In [1]:
from pyspark.sql import SparkSession
import pandas as pd
from pyspark.sql.functions import *


In [13]:
spark = SparkSession.builder.appName("q2").getOrCreate()
filepath = "Sales Data.csv"
df = spark.read.csv(filepath, inferSchema=True , header=True)
df.printSchema()
# df.show()

root
 |-- _c0: integer (nullable = true)
 |-- Order ID: integer (nullable = true)
 |-- Product: string (nullable = true)
 |-- Quantity Ordered: integer (nullable = true)
 |-- Price Each: double (nullable = true)
 |-- Order Date: string (nullable = true)
 |-- Purchase Address: string (nullable = true)
 |-- Month: integer (nullable = true)
 |-- Sales: double (nullable = true)
 |-- City: string (nullable = true)
 |-- Hour: integer (nullable = true)



In [3]:
#checking for null values
df.select([count(when(isnull(c) | isnan(c),c)).alias(c) for c in df.columns]).show()

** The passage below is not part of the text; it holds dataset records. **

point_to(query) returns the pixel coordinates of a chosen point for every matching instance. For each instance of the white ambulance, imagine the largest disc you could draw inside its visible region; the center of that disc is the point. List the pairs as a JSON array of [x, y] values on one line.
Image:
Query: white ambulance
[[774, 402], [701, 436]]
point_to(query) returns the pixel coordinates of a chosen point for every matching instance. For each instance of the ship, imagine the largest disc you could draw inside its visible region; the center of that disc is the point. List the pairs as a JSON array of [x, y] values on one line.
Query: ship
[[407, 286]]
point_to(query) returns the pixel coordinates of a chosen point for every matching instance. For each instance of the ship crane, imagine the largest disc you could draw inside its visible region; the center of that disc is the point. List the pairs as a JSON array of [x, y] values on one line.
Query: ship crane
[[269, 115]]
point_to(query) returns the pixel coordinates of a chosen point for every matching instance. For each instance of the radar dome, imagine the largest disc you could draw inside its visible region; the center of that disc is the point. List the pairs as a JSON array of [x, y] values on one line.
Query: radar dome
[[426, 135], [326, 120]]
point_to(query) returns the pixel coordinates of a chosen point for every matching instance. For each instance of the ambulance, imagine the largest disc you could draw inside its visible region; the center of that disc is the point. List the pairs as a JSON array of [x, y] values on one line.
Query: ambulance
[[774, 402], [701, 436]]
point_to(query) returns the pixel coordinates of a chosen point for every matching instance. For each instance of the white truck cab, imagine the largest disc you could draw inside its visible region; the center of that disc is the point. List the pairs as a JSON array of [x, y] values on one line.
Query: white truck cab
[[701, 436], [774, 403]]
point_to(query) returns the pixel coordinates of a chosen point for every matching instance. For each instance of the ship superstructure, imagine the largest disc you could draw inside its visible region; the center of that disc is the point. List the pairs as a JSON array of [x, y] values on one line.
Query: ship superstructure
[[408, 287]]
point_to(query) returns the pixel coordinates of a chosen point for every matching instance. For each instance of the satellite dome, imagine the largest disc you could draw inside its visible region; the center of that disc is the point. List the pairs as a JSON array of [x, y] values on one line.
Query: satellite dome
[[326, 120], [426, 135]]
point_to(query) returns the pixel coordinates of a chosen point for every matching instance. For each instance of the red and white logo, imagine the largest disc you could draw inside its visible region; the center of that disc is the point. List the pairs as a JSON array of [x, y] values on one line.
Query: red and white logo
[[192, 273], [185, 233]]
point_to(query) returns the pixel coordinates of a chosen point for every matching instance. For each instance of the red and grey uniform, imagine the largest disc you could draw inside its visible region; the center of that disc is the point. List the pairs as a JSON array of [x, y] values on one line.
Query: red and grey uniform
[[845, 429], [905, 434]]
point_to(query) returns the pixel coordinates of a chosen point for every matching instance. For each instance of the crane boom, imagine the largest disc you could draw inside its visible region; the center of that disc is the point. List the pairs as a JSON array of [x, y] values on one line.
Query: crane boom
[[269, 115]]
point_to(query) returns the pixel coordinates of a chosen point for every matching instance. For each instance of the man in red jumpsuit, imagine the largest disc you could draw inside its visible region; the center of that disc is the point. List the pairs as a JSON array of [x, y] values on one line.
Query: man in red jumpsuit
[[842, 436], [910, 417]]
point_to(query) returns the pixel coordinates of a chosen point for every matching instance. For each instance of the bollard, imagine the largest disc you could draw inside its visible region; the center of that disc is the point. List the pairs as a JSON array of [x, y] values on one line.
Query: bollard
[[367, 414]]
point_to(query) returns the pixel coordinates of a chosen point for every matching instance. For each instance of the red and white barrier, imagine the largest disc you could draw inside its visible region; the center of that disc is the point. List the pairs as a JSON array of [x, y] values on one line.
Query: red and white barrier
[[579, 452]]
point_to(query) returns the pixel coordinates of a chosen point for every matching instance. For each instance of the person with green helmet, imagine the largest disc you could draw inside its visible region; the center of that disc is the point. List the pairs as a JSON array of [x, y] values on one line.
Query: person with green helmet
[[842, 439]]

+---+--------+-------+----------------+----------+----------+----------------+-----+-----+----+----+
|_c0|Order ID|Product|Quantity Ordered|Price Each|Order Date|Purchase Address|Month|Sales|City|Hour|
+---+--------+-------+----------------+----------+----------+----------------+-----+-----+----+----+
|  0|       0|      0|               0|         0|         0|               0|    0|    0|   0|   0|
+---+--------+-------+----------------+----------+----------+----------------+-----+-----+----+----+



In [6]:
# 1. Use PySpark to identify columns with missing values and decide whether to fill or 
# remove them. For numerical columns like Sales or Quantity Ordered, you may want 
# to fill missing values with the mean or median, or drop rows with missing values.

### important to put df = , for everything
mean_value = df.select(mean(col('Sales'))).first()[0]
df = df.fillna({'Sales':mean_value})

critical_columns = ["Order Id","Product", "Order Date"]
df = df.dropna(subset = critical_columns)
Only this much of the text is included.